The ZUMA-7 study (Efficacy of Axicabtagene Ciloleucel Compared to Standard of Care Therapy in Subjects With Relapsed/Refractory Diffuse Large B Cell Lymphoma) found that axicabtagene ciloleucel (axi-cel) improved event-free survival (EFS) compared with standard of care (SOC) salvage chemoimmunotherapy followed by autologous stem cell transplant in primary refractory/early relapsed diffuse large B-cell lymphoma (DLBCL).
The cost-effectiveness of second-line axi-cel compared with SOC was evaluated using a Markov model (lifetime horizon) employing a variety of conceivable long-term outcomes for a hypothetical cohort of US people (mean age, 65 years) with primary refractory/early relapsed DLBCL. ZUMA-7 estimates for EFS and OS were used. With a willingness-to-pay (WTP) threshold of $150,000 per quality-adjusted life-year (QALY), outcome measures were presented as incremental cost-effectiveness ratios.

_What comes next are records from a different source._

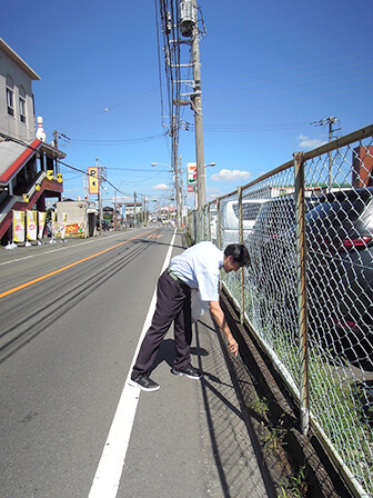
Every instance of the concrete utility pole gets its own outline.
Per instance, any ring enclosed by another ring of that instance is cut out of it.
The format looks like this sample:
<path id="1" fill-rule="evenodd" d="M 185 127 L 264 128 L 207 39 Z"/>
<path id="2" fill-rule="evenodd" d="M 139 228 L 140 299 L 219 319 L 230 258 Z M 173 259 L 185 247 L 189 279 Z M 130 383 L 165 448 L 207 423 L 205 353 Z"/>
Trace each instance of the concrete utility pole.
<path id="1" fill-rule="evenodd" d="M 177 120 L 172 117 L 172 149 L 173 149 L 173 172 L 175 180 L 175 192 L 177 192 L 177 225 L 178 230 L 181 229 L 180 222 L 180 189 L 179 189 L 179 168 L 178 168 L 178 132 L 177 132 Z"/>
<path id="2" fill-rule="evenodd" d="M 95 158 L 95 166 L 98 168 L 98 177 L 99 177 L 99 193 L 98 193 L 98 207 L 99 207 L 99 227 L 100 227 L 100 236 L 102 235 L 102 167 L 101 163 L 99 166 L 99 159 Z"/>
<path id="3" fill-rule="evenodd" d="M 192 0 L 195 21 L 192 31 L 192 61 L 194 92 L 191 102 L 194 109 L 195 130 L 195 162 L 196 162 L 196 192 L 198 207 L 206 203 L 205 196 L 205 171 L 204 171 L 204 148 L 203 148 L 203 120 L 202 120 L 202 86 L 201 86 L 201 62 L 200 62 L 200 32 L 196 19 L 196 0 Z"/>

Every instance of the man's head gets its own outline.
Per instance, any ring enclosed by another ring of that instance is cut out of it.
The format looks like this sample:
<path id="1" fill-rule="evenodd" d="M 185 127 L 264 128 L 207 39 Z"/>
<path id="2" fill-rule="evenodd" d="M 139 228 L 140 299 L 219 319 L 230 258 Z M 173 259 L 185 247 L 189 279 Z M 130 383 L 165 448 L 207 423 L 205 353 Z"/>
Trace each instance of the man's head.
<path id="1" fill-rule="evenodd" d="M 230 243 L 226 246 L 223 262 L 223 268 L 226 273 L 238 271 L 241 267 L 249 263 L 249 251 L 242 243 Z"/>

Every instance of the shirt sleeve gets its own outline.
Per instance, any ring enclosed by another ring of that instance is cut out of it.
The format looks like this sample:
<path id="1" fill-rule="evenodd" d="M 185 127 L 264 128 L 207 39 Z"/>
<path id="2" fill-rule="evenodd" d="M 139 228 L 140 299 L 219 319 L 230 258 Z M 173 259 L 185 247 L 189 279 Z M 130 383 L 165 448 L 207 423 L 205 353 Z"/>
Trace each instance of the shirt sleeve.
<path id="1" fill-rule="evenodd" d="M 196 279 L 202 301 L 219 301 L 219 273 L 203 271 Z"/>

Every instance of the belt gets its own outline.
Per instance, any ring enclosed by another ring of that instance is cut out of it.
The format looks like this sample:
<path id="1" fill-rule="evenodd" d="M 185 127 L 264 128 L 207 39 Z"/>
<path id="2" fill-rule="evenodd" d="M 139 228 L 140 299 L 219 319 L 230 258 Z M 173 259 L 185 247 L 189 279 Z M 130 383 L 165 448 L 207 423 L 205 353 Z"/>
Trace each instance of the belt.
<path id="1" fill-rule="evenodd" d="M 168 273 L 172 278 L 172 280 L 180 283 L 181 287 L 186 287 L 189 289 L 189 286 L 186 286 L 186 283 L 184 281 L 182 281 L 181 278 L 179 278 L 177 275 L 174 275 L 174 272 L 171 270 L 170 267 L 168 268 Z"/>

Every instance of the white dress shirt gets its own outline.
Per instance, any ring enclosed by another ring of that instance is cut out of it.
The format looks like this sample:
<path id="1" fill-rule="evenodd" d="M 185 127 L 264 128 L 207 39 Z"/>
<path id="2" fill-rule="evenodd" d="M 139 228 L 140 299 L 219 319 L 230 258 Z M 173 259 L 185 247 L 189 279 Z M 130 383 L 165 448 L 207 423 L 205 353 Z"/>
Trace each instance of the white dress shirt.
<path id="1" fill-rule="evenodd" d="M 199 289 L 202 301 L 219 301 L 219 278 L 224 252 L 212 242 L 199 242 L 171 259 L 171 271 L 191 289 Z"/>

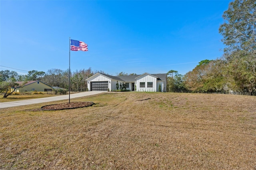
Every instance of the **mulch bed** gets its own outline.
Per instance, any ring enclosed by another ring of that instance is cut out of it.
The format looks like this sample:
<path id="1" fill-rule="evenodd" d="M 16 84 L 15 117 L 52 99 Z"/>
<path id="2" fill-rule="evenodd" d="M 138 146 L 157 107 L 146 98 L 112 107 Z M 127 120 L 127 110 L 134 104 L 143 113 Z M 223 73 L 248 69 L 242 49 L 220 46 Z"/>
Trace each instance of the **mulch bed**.
<path id="1" fill-rule="evenodd" d="M 42 106 L 41 108 L 42 110 L 45 111 L 63 110 L 88 107 L 91 106 L 94 104 L 94 103 L 91 101 L 75 102 L 70 102 L 70 103 L 64 103 L 47 105 Z"/>

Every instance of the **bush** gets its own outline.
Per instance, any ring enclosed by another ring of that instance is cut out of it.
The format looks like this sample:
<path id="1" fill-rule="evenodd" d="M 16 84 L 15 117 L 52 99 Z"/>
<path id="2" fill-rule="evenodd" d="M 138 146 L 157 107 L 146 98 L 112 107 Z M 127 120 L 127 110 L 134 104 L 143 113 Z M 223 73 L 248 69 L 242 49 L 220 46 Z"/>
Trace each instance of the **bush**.
<path id="1" fill-rule="evenodd" d="M 13 92 L 12 93 L 12 95 L 20 95 L 19 92 Z"/>
<path id="2" fill-rule="evenodd" d="M 43 95 L 43 92 L 41 91 L 34 91 L 32 93 L 32 95 Z"/>
<path id="3" fill-rule="evenodd" d="M 131 90 L 124 90 L 124 89 L 123 89 L 123 90 L 111 90 L 111 91 L 114 92 L 124 92 L 124 91 L 130 91 Z"/>

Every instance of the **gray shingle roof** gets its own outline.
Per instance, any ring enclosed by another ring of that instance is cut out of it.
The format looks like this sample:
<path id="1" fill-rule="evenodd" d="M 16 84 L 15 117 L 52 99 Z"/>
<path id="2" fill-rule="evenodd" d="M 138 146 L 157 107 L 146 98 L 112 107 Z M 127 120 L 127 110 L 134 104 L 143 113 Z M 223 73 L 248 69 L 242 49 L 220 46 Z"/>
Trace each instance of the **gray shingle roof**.
<path id="1" fill-rule="evenodd" d="M 122 81 L 134 81 L 136 80 L 136 77 L 140 76 L 142 75 L 119 75 L 116 76 L 113 76 L 112 75 L 108 75 L 105 74 L 101 73 L 106 76 L 112 79 L 115 79 L 118 80 Z M 150 74 L 152 75 L 157 77 L 158 78 L 157 80 L 166 80 L 166 74 Z"/>

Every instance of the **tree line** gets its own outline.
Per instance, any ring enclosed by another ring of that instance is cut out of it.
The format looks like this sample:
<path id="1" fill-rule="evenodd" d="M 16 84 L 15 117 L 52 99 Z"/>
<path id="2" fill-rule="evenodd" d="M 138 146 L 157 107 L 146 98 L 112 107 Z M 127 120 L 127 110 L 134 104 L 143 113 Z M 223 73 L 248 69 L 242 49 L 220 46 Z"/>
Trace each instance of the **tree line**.
<path id="1" fill-rule="evenodd" d="M 171 70 L 167 73 L 167 90 L 169 92 L 228 93 L 256 95 L 256 1 L 235 0 L 230 2 L 223 14 L 225 22 L 219 28 L 225 45 L 224 54 L 215 60 L 201 61 L 185 75 Z M 84 91 L 86 79 L 94 73 L 88 69 L 71 74 L 70 88 Z M 1 82 L 40 80 L 51 86 L 68 88 L 68 70 L 53 69 L 46 73 L 32 70 L 27 75 L 15 71 L 0 71 Z M 121 72 L 117 75 L 135 75 Z M 1 85 L 0 84 L 0 85 Z M 0 88 L 1 88 L 0 87 Z"/>
<path id="2" fill-rule="evenodd" d="M 256 1 L 231 2 L 222 17 L 225 22 L 219 28 L 226 45 L 222 57 L 202 61 L 185 75 L 170 70 L 168 91 L 256 95 Z"/>

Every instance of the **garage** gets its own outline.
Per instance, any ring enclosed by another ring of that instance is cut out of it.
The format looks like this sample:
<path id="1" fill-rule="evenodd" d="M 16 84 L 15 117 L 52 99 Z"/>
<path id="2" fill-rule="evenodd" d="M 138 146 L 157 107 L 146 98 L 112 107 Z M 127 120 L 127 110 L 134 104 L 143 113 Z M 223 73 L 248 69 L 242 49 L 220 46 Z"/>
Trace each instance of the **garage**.
<path id="1" fill-rule="evenodd" d="M 91 91 L 107 91 L 108 81 L 91 81 Z"/>

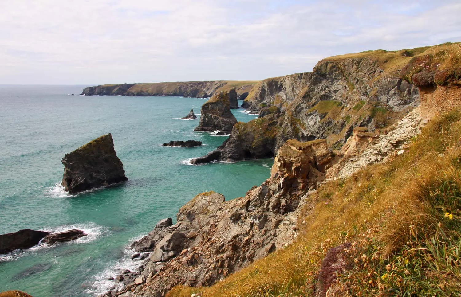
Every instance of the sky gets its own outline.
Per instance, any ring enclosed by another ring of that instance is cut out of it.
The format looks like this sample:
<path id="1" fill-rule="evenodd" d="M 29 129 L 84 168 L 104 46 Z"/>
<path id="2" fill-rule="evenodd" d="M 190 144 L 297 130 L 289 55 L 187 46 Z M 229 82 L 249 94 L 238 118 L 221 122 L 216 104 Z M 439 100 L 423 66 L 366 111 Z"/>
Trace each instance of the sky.
<path id="1" fill-rule="evenodd" d="M 260 80 L 461 41 L 460 0 L 0 0 L 0 84 Z"/>

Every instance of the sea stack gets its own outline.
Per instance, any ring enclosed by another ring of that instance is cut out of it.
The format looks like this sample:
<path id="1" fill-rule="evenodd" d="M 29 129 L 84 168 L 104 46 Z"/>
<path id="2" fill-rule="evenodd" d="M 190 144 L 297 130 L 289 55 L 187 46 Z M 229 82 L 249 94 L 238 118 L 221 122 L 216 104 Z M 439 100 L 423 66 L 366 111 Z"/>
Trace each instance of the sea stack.
<path id="1" fill-rule="evenodd" d="M 202 105 L 201 113 L 200 122 L 194 131 L 212 132 L 219 130 L 230 133 L 237 122 L 237 119 L 230 111 L 230 102 L 227 92 L 221 92 L 213 95 Z"/>
<path id="2" fill-rule="evenodd" d="M 128 180 L 110 133 L 66 154 L 61 162 L 64 165 L 61 184 L 69 194 Z"/>
<path id="3" fill-rule="evenodd" d="M 181 118 L 183 120 L 195 120 L 197 119 L 197 116 L 195 116 L 195 113 L 194 113 L 194 109 L 190 110 L 190 111 L 189 112 L 189 114 L 184 116 L 184 117 Z"/>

At a WTP of $150,000 per QALY ($93 547 per QALY), axi-cel was cost-effective at a 5-year EFS of 35% with second-line axi-cel and 10% with SOC. If axi-5-year cel’s EFS was ≤ 26.4% or if it cost more than $972 061 at a WTP of $150 000, it was no longer cost-effective. At a WTP of $150,000, second-line axi-cel was the most cost-effective method in 73% of the 10,000 Monte Carlo iterations. Second-line axi-cel for aggressive relapsed/refractory DLBCL was more cost-effective than SOC at a WTP of $150,000 per QALY if the absolute benefit in EFS is sustained throughout time.
However, the cost-effectiveness of the strategy was heavily reliant on long-term results. Even when administered in a high-risk group, second-line chimeric antigen receptor T-cell treatment would substantially increase healthcare costs in the United States (more than $1 billion annually). Chimeric antigen receptor T-cell treatment must be made more inexpensive before it may be used in many parts of the world.